Fui até o caixa e a moça me perguntou quem estava me atendendo. Respondi que ninguém (porque o moço, mesmo vendo que eu insistia na loja, não me ajudou). Ela reclamou com outra moça do caixa: “Três brigando para atender e a moça sozinha”. Ao pagar, ela insistiu “ninguém viu você entrar na loja?”. Respondi que uma pessoa começara a me atender, mas que havia feito isso muito mal. Não disse quem foi, mesmo com o argumento de que ela gostaria de melhorar o atendimento da loja. Não acho que acusar o vendedor pela falta de tato resolveria o problema, que foi falta de treinamento dos temporários. A loja estava, de fato, com muitos vendedores: a maioria perdida e atrapalhada em meio aos diversos produtos que com um tombo quebrariam (o que também aconteceu durante minha compra). Quantidade de vendedores definitivamente não significa qualidade de atendimento.

Cliente espião

Quando caminho pelas ruas ou pelos corredores de um shopping, costumo bancar o cliente espião. Entro nas lojas para perguntar preços, condições de pagamentos e, assim, analisar o atendimento, fator essencial para o sucesso de qualquer negócio.
O teste é suficiente para perceber que muitos estabelecimentos vendem bem menos do que seu potencial porque têm na linha de frente pessoas despreparadas e com má vontade para atender – o problema pode estar no esquema de comissões, mas quem tem que resolver não é o consumidor.

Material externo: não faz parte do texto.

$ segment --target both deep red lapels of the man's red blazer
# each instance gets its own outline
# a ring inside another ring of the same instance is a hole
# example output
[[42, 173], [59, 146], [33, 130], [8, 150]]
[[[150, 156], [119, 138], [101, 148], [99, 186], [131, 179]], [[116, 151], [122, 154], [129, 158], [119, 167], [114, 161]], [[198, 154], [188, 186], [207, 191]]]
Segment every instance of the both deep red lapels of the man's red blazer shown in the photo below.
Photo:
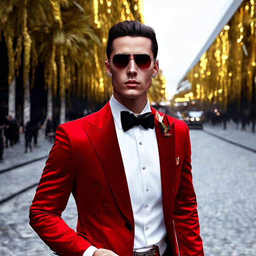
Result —
[[[151, 106], [150, 108], [152, 114], [155, 114], [156, 110]], [[163, 135], [159, 122], [155, 118], [165, 223], [170, 221], [169, 197], [174, 187], [176, 167], [174, 122], [169, 119], [169, 123], [172, 136], [167, 137]], [[83, 120], [83, 126], [105, 171], [118, 207], [124, 216], [134, 224], [128, 184], [109, 101], [100, 111], [87, 116]]]

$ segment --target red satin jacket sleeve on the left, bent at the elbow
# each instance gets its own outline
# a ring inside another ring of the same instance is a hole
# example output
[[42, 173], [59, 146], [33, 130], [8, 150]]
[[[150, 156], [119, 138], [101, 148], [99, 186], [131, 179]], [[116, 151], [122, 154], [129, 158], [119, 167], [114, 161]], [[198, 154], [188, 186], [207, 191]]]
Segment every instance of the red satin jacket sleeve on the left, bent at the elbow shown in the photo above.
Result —
[[56, 255], [82, 256], [91, 246], [61, 218], [74, 182], [73, 143], [67, 129], [59, 125], [29, 210], [30, 226]]

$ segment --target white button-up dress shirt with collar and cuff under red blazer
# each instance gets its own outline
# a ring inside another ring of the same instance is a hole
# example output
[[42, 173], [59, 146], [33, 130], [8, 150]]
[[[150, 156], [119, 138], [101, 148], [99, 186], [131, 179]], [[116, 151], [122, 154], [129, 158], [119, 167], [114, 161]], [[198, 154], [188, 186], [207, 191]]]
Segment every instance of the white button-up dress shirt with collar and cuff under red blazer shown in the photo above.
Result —
[[[160, 255], [166, 250], [167, 234], [162, 203], [159, 153], [154, 129], [141, 125], [123, 131], [121, 111], [131, 110], [111, 96], [110, 108], [114, 117], [117, 139], [122, 155], [134, 217], [134, 250], [158, 245]], [[140, 114], [151, 112], [149, 99]], [[134, 114], [134, 113], [133, 113]], [[139, 113], [137, 113], [139, 114]], [[83, 256], [92, 256], [97, 250], [90, 246]]]

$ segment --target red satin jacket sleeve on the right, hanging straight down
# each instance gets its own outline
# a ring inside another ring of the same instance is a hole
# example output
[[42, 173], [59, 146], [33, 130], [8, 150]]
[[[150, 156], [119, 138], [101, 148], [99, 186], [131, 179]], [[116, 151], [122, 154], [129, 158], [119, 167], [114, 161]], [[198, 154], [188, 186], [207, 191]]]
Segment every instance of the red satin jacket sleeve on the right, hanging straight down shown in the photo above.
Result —
[[[183, 121], [184, 122], [184, 121]], [[203, 244], [199, 235], [197, 202], [191, 173], [191, 145], [186, 127], [184, 160], [181, 167], [180, 185], [177, 191], [173, 222], [180, 256], [203, 256]]]

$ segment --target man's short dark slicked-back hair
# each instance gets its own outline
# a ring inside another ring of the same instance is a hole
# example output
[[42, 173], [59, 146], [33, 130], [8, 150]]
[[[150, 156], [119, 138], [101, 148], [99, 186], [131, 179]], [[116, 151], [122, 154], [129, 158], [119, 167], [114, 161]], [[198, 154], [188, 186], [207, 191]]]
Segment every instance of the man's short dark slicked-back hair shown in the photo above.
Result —
[[110, 54], [113, 51], [113, 40], [121, 36], [143, 36], [151, 39], [151, 50], [154, 58], [157, 56], [158, 45], [156, 41], [156, 33], [153, 28], [146, 26], [136, 20], [124, 20], [113, 25], [108, 31], [107, 43], [107, 58], [110, 59]]

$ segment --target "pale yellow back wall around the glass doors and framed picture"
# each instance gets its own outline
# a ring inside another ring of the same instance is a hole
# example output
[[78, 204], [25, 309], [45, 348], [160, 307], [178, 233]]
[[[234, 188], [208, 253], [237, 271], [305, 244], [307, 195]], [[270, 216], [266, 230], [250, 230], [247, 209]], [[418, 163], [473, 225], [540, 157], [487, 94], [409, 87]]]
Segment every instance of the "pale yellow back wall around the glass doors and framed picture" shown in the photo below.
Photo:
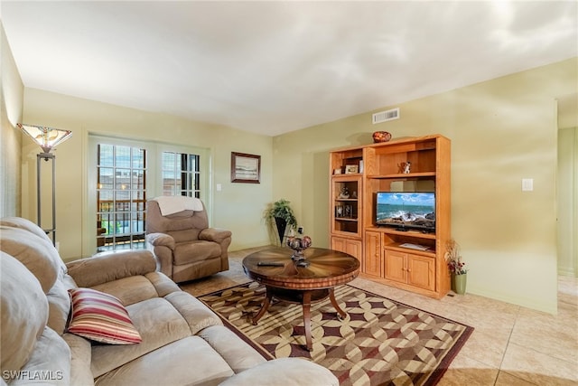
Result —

Nada mais irritante do que o vendedor que atende o cliente e ao mesmo tempo se dirige ao colega do lado, continuando um assunto pessoal que os dois já estavam discutindo, só para citar um exemplo. Dificilmente volto a um estabelecimento como esse, mesmo que precise realmente comprar algo que é vendido ali. Em compensação, confesso que nessas andanças chego a fazer compras, ainda que não tenha planejado, simplesmente porque o vendedor me “fisgou” com um papo convincente, boa vontade e profissionalismo. E ainda viro cliente. Por isso, quando as pessoas que sonham em empreender me perguntam que tipo de negócio dá dinheiro, eu costumo responder: “os que, antes de mais nada, oferecem bom atendimento.” Simples assim.